News: U.S. troops donate supplies to Kabul school
Story by Erika Stetson
KABUL, Afghanistan – Fifteen volunteers from U.S. Forces-Afghanistan and the Medical Embedded Training Team at the New Kabul Compound delivered two pickup trucks worth of donated school supplies, toys and soccer balls for students at the Bibi Mahrow School Wednesday morning, Oct. 12.
The delivery was one in a series coordinated largely by the METT, which helps teach staff at Afghanistan's National Military Hospital.
The organization has distributed donated supplies, solicited through anysailor.com, to orphans, patients and schoolchildren throughout Kabul during the past several months. Wednesday’s donations were supplemented by items that other USFOR-A departments had accumulated through their own, often individual, efforts to have friends and relatives send materials over for use in Afghanistan.

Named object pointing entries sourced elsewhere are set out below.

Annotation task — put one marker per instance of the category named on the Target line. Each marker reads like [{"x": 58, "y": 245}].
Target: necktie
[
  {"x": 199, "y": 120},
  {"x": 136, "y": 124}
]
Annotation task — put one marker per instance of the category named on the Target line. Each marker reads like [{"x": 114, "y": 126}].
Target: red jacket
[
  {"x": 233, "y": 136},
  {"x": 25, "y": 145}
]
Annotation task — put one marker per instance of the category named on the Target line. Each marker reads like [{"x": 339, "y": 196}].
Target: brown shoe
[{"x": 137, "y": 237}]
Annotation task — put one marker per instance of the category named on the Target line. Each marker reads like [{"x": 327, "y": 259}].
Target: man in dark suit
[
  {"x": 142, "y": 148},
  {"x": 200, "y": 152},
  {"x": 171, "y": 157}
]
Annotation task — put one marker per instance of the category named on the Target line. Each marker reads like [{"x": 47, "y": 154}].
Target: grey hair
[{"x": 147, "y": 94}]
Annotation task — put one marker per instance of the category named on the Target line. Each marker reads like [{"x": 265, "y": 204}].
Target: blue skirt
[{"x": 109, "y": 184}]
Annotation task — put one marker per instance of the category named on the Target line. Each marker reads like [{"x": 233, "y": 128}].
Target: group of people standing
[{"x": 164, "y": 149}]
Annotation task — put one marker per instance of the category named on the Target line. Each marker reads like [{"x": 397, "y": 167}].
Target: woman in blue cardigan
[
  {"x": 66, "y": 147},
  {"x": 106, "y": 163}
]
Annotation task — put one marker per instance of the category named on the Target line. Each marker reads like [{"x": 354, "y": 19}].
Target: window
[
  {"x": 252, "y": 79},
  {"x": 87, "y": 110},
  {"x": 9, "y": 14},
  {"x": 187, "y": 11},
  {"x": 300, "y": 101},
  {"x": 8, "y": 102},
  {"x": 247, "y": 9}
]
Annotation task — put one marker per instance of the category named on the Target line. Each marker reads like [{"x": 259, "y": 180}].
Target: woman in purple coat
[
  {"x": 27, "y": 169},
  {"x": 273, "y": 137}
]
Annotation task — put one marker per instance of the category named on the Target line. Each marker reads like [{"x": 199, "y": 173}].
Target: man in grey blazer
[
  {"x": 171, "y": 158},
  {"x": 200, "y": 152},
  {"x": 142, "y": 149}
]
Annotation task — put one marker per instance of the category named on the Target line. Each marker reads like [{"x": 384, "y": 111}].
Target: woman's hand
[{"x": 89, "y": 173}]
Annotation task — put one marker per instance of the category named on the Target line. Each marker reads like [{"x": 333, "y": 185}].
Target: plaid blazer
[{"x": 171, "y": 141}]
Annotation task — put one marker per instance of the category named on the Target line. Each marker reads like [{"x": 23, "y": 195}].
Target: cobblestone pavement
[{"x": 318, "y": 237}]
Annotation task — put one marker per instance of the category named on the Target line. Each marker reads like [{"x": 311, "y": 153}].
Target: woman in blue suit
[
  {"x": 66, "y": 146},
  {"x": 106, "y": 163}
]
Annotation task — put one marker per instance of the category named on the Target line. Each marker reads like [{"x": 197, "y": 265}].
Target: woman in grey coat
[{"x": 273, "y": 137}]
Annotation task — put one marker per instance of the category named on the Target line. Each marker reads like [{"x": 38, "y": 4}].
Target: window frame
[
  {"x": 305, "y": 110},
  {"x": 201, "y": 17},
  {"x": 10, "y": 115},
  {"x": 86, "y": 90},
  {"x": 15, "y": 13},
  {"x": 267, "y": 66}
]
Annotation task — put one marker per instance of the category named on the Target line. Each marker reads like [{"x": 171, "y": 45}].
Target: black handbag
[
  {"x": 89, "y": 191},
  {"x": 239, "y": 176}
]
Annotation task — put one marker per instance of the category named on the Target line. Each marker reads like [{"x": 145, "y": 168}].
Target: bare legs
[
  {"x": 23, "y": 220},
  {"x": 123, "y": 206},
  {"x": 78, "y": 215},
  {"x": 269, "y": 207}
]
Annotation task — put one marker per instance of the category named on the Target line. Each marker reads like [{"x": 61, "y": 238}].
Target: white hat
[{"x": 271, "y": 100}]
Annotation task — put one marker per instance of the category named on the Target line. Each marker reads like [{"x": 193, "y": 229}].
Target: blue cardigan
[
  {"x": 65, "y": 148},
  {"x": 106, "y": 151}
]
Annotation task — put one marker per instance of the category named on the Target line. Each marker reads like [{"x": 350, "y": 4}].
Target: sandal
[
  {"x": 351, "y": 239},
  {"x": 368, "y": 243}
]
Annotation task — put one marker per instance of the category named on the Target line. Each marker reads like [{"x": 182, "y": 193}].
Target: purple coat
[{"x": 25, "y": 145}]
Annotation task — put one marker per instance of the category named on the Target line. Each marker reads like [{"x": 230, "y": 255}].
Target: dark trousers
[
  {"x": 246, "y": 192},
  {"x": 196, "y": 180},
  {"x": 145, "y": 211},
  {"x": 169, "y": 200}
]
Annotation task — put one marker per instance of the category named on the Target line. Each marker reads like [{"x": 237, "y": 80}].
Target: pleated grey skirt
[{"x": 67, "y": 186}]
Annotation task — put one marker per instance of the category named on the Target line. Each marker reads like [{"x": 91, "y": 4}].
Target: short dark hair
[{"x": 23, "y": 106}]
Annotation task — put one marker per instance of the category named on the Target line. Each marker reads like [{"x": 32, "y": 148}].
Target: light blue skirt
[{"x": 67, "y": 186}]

“We’re just actually the middlemen,” said Navy Petty Officer 1st Class Cecile Perez-Collantes, a METT lab technician who coordinated Wednesday’s event. “Most of the people we have to thank are the donors back home.”
She said her unit has used anysailor.com – one of a family of websites serving each military service – throughout its deployment to gather donations for Afghans.
“The reward is beyond words,” she said. “I just can’t explain it.”
The unit arrived late last year and is due to leave during the winter. Perez-Collantes said she hoped another unit would continue to help local residents after her team leaves.
“Just the smiles on their faces is the reward,” Perez-Collantes said. “It makes me happy, doing this."
Navy Lt. Charles Le, construction manager for Regional Command North and a volunteer, echoed the sentiment.
“I like to go out in town and get in touch with the people and see a more immediate impact on the life of the people,” he said. “Normally what I do is construction, so this is a rare opportunity to do that.”
He called helping young school children particularly rewarding and fun, given their exuberance.
Other participating agencies included USFOR-A’s civil affairs and training directorates, members of its command group and force protection elements, and Arcent, a liaison command between U.S. Army headquarters and Central Command, which oversees operations in Afghanistan, Iraq and other area nations.